4. La capacidad de hacer cambios

También tenemos que replantearnos si tenemos las herramientas o la capacidad suficiente para hacer los cambios que quiero. No siempre es así. En ese momento me marcaré el cambio como algo a largo plazo y tendré que enfocarme en los pasos intermedios que son requeridos para que el gran cambio se produzca.

5. Me doy permiso para expresarme y apoyarme

Ante todo, independientemente de nuestra autoexigencia o autosuficiencia, nos tenemos que dar permiso para poder hablar de lo que nos pasa. Eso genera una red de apoyo donde nos sentimos seguros y escuchados. Los demás no tienen que darnos las soluciones, simplemente necesitamos que estén ahí para escucharnos y respetar nuestro momento vital.

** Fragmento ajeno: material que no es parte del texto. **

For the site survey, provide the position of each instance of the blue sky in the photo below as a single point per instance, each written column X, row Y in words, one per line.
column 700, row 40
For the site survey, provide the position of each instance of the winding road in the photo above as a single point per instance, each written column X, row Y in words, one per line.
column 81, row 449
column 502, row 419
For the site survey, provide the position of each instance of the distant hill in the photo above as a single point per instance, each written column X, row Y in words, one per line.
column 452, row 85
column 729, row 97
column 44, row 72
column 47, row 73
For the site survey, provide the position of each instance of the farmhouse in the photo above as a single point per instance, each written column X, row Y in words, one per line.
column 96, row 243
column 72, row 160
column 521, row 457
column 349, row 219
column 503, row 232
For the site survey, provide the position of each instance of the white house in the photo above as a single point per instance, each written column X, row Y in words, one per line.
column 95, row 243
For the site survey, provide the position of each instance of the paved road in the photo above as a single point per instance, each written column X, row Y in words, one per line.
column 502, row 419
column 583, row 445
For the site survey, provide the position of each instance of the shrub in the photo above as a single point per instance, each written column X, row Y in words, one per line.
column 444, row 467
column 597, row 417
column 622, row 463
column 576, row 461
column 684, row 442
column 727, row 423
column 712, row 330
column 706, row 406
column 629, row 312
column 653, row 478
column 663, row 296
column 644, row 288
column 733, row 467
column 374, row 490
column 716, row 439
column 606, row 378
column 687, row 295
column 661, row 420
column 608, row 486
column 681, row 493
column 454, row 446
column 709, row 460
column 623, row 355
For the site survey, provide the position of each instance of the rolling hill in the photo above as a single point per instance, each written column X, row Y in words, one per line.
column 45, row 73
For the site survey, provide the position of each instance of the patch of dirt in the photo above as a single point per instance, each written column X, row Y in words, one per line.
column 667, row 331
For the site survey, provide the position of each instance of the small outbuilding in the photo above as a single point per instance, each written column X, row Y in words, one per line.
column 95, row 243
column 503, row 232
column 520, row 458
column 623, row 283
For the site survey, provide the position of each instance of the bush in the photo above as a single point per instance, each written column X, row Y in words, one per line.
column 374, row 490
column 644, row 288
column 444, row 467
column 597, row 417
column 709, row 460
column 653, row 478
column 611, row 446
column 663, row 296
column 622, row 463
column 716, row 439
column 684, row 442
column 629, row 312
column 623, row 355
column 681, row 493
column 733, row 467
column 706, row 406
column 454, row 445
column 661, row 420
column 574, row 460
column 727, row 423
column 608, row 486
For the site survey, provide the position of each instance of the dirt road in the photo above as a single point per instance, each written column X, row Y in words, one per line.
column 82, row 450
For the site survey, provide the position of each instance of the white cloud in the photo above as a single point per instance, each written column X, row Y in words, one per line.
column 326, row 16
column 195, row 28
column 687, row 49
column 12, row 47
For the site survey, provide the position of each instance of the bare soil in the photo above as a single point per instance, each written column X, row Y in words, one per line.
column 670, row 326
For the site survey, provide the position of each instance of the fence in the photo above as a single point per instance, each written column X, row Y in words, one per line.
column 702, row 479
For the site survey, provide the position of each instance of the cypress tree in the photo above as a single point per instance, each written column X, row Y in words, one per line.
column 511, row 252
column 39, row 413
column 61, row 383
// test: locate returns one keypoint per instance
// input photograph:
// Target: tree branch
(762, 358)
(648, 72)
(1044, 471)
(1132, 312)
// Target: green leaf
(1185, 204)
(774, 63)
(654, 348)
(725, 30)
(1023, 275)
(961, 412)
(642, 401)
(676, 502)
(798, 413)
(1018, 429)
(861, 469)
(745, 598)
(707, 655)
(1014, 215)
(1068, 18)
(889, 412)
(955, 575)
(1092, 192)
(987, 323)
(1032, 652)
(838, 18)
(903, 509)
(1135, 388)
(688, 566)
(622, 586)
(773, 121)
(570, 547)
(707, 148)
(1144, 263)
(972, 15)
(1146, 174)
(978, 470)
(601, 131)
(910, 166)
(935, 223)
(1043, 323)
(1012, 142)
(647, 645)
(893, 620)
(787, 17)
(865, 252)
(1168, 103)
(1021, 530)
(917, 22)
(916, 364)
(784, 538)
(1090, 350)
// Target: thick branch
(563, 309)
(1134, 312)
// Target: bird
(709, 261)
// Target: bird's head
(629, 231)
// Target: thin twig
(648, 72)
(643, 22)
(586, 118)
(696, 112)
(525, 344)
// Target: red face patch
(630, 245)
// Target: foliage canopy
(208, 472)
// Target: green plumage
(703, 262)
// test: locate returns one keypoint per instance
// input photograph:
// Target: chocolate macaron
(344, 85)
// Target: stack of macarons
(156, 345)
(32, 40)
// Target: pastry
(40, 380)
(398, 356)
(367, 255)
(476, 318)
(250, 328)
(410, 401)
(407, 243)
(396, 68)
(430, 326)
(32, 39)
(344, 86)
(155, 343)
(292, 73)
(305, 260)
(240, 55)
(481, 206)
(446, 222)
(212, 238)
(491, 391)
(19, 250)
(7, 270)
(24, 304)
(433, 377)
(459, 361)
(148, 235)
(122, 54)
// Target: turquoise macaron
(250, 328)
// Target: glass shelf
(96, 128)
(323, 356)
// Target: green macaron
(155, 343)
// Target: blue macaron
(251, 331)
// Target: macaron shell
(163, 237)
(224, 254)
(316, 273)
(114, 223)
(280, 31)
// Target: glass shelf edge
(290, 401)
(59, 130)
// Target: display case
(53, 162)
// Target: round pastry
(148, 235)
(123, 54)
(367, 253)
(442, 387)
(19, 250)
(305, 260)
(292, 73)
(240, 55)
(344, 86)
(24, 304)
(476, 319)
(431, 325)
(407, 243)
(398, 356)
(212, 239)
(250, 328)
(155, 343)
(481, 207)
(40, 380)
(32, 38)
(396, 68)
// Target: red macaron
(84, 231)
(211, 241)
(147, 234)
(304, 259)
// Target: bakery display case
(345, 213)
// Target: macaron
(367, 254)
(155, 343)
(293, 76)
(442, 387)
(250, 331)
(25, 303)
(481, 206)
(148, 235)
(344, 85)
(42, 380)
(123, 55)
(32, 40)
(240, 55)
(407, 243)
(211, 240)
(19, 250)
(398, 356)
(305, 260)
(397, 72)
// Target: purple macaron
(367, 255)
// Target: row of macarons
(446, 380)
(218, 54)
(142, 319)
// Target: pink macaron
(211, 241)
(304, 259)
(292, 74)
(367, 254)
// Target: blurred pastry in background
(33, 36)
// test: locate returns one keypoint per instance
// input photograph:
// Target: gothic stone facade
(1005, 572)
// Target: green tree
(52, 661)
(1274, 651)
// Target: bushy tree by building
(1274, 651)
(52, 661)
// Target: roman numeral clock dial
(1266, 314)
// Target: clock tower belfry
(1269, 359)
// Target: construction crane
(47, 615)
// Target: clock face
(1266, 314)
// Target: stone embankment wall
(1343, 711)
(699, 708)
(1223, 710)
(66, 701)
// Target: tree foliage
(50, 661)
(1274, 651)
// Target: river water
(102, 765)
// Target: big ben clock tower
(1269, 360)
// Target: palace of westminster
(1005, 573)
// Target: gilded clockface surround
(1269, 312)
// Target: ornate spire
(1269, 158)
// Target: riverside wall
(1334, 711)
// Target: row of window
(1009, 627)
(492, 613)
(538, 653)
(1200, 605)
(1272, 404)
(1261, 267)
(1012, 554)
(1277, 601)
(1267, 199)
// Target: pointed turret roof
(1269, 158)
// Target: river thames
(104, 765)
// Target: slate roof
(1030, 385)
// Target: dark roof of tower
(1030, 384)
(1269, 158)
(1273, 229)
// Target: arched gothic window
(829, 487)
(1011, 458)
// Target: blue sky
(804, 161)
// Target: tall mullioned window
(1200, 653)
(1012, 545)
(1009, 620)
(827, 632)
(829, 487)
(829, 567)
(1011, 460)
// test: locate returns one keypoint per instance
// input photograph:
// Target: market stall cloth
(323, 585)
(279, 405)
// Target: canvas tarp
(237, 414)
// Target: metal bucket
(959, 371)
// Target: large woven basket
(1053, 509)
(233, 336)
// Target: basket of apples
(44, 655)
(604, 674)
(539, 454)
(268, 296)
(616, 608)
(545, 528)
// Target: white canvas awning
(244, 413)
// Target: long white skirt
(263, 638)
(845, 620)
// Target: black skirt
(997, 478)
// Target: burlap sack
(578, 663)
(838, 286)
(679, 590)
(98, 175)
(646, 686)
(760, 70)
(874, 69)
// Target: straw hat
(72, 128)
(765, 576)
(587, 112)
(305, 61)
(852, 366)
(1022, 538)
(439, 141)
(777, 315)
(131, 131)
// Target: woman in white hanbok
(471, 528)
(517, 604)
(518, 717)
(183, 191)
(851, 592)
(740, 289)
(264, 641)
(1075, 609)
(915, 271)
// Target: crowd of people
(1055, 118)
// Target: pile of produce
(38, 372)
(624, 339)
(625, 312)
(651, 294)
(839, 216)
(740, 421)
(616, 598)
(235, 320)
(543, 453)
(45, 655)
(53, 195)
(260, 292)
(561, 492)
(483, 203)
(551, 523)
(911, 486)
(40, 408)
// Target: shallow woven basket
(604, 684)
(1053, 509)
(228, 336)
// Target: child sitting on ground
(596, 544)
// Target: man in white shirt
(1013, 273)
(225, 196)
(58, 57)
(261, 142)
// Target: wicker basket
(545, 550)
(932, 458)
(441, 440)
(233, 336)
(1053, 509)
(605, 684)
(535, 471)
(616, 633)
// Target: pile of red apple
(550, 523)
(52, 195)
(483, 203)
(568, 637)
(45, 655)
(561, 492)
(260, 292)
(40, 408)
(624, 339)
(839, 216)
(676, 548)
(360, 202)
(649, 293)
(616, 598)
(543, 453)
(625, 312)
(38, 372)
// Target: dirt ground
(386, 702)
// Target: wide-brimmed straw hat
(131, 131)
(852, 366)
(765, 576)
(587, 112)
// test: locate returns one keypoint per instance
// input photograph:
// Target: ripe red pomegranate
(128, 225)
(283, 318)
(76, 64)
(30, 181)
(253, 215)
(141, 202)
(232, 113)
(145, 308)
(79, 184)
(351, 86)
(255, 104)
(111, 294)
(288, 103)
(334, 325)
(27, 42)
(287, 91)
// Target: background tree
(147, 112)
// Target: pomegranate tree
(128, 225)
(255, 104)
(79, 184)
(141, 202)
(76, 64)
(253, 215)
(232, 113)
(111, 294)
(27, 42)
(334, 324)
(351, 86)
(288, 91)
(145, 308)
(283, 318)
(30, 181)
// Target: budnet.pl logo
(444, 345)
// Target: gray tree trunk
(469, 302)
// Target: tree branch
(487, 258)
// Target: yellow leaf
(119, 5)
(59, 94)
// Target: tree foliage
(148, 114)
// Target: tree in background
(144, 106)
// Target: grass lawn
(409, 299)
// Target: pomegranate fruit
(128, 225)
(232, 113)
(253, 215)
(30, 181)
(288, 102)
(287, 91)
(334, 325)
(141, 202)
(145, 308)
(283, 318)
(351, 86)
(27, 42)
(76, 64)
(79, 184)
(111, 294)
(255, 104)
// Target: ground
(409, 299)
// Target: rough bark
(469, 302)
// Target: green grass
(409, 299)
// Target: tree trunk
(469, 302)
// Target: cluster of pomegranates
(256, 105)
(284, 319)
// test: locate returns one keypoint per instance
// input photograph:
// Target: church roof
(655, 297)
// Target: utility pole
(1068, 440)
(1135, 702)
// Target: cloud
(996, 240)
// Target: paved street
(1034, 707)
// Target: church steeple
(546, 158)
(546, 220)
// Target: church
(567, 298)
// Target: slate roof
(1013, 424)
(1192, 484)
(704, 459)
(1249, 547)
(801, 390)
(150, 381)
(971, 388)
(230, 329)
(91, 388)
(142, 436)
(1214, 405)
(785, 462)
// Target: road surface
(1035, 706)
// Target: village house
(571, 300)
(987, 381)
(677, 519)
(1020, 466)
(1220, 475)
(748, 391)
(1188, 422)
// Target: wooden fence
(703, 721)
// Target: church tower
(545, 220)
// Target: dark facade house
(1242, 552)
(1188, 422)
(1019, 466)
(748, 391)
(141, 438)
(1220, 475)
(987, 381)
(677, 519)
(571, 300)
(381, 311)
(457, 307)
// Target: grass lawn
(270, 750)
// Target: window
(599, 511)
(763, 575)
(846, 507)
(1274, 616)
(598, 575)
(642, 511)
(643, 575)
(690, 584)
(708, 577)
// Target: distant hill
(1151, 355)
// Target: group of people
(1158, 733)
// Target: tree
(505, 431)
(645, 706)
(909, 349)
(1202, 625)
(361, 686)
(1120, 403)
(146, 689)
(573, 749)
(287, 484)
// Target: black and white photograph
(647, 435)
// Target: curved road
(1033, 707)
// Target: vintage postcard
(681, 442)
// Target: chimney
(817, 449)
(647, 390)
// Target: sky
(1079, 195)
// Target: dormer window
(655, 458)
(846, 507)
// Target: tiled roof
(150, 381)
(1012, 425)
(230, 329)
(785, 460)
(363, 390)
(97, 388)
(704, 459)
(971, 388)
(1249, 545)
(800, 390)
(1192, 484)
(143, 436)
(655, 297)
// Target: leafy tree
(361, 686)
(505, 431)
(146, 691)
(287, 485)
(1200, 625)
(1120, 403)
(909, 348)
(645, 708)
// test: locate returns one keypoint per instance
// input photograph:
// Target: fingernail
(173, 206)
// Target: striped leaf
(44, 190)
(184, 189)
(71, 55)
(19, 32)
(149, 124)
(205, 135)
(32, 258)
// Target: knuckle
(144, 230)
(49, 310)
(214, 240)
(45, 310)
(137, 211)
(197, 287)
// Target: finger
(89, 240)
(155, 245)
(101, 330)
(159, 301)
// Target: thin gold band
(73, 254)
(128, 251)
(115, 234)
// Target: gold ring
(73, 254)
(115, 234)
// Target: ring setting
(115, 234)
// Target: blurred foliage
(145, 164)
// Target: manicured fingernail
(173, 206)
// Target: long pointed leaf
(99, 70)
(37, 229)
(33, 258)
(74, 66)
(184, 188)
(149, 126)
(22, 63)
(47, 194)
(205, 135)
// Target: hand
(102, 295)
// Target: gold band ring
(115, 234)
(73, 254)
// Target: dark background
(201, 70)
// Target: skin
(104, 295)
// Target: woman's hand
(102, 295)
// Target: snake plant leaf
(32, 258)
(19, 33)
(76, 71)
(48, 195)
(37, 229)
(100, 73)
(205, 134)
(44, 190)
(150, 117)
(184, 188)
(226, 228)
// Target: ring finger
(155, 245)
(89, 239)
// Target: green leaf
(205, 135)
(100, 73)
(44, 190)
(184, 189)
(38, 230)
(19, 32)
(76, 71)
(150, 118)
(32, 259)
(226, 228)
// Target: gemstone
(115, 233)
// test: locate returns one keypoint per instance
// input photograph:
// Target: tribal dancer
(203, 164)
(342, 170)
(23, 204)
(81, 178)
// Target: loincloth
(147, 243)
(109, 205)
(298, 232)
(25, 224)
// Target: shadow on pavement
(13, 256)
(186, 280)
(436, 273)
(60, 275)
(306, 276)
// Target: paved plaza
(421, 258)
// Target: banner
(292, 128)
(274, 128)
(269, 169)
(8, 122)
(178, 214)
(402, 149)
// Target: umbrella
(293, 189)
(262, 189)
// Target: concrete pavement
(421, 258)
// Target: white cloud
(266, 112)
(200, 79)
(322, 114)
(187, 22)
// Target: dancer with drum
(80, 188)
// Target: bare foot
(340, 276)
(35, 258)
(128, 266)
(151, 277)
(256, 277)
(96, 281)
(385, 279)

Aunque nos gustaría estar dentro del pensamiento “mayoritario” de que septiembre es época de oportunidades, debemos aceptar que no es así. La llegada de ese mes nos está generando malestar, descontento y, a veces, sensación de que vamos a contracorriente. Y está bien no estar bien siempre. Darnos permiso para que no todo sea de color de rosa y saber que transitar la tristeza puede llevarnos a un gran desarrollo.